Mingma Biotechnology has implemented Parabricks Pipelines and NVIDIA T4 Tensor Core GPUs to speed up its sequencing and multi-omic analysis of data. The company helps medical institutions, pharmaceutical corporations, and researchers conduct medical research by providing genetic insights to identify and explore the root causes of diseases.
Powering genetic analysis
Apart from this, Genomics Thailand is being powered by an NVIDIA DGX A100 system at Thailand’s National Biobank to deliver genomic medicine as a standard healthcare service.
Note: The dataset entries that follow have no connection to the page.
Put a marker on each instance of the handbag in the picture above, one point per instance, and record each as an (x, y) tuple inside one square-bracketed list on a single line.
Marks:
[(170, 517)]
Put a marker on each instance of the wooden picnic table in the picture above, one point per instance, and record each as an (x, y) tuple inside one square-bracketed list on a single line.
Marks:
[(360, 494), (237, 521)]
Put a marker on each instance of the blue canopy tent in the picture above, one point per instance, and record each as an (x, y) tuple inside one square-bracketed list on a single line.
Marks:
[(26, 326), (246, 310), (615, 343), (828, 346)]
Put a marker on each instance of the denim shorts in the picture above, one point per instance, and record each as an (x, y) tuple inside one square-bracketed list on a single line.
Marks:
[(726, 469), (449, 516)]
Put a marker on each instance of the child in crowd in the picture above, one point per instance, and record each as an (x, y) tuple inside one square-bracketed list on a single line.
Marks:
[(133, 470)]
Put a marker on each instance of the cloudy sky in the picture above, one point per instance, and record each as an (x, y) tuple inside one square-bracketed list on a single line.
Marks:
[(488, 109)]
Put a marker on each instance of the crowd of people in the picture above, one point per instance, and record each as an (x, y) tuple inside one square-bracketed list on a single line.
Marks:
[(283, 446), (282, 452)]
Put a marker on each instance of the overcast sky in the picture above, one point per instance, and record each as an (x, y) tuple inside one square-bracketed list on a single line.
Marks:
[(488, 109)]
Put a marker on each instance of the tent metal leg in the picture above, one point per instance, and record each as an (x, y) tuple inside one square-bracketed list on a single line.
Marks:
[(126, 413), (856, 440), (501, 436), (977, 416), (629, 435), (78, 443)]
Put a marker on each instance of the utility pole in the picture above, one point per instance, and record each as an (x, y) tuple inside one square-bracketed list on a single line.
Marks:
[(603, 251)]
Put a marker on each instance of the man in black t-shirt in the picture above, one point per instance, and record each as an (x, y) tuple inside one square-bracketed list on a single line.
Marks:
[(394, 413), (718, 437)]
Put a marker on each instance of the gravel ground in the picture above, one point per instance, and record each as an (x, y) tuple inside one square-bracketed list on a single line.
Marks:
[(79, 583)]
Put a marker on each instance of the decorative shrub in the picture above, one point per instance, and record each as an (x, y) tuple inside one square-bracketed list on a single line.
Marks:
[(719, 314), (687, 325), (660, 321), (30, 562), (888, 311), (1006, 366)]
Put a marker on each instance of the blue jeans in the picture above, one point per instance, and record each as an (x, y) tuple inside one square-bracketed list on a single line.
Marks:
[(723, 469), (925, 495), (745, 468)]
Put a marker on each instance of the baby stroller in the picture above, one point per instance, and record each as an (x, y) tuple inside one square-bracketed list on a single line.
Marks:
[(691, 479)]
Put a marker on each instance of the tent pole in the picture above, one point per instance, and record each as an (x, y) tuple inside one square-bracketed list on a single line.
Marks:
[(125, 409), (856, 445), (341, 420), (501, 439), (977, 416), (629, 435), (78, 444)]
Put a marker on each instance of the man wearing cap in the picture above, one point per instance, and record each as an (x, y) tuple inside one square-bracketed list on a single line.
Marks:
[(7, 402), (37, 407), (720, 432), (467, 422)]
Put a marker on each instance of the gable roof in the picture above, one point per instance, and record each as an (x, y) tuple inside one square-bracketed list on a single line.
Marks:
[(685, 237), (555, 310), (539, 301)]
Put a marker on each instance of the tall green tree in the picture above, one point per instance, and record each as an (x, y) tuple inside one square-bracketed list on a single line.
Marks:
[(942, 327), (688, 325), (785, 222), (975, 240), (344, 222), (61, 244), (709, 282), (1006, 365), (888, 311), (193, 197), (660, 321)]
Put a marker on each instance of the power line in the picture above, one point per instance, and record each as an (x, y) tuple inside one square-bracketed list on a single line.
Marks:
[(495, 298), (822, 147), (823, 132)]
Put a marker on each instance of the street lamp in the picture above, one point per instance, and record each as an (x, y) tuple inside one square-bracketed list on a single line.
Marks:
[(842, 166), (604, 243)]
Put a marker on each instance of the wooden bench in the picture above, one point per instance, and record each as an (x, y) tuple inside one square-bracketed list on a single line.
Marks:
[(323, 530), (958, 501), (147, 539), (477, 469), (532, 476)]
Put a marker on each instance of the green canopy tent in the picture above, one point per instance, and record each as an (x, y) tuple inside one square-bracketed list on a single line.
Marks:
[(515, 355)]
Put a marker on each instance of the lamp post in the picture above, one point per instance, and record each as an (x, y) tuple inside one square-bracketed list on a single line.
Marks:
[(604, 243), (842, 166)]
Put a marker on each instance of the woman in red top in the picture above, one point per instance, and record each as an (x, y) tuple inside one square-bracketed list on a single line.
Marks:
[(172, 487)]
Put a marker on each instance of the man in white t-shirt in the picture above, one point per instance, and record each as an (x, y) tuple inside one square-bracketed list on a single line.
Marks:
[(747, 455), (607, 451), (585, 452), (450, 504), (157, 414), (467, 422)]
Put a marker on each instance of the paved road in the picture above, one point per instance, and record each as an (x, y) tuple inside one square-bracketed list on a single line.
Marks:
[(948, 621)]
The research organisation is analysing genetic variants using whole-genome sequencing data from 50,000 Thai participants utilising Parabricks Pipelines.
NVIDIA DGX A100 is the world’s first five petaFLOPS AI system–providing unprecedented compute density, performance, and flexibility. The NVIDIA DGX A100 includes the world’s most advanced accelerator– the NVIDIA A100 Tensor Core GPU– allowing businesses to combine training, inference, and analytics into a single, easy-to-deploy AI infrastructure with direct access to NVIDIA AI experts.
The combination of the DGX system with Parabricks Pipelines decreased the project’s entire genome data-processing time by four months. The findings of the study will help researchers better understand genetic variance in the Thai population.
In Japan, the Human Genome Center at the University of Tokyo recently introduced SHIROKANE, the country’s fastest supercomputer for life sciences. The DGX A100-powered system uses Parabricks Pipelines to sequence the entire genomes of 92,000 patients, resulting in a database that will serve as the cornerstone for precision medicine efforts in cancer and other complicated diseases.
While NVIDIA’s Parabricks pipeline acts as a powerful tool in the hands of genetic researchers, it will be interesting to see how it paves the way in genetics and genomics with future developments and updates.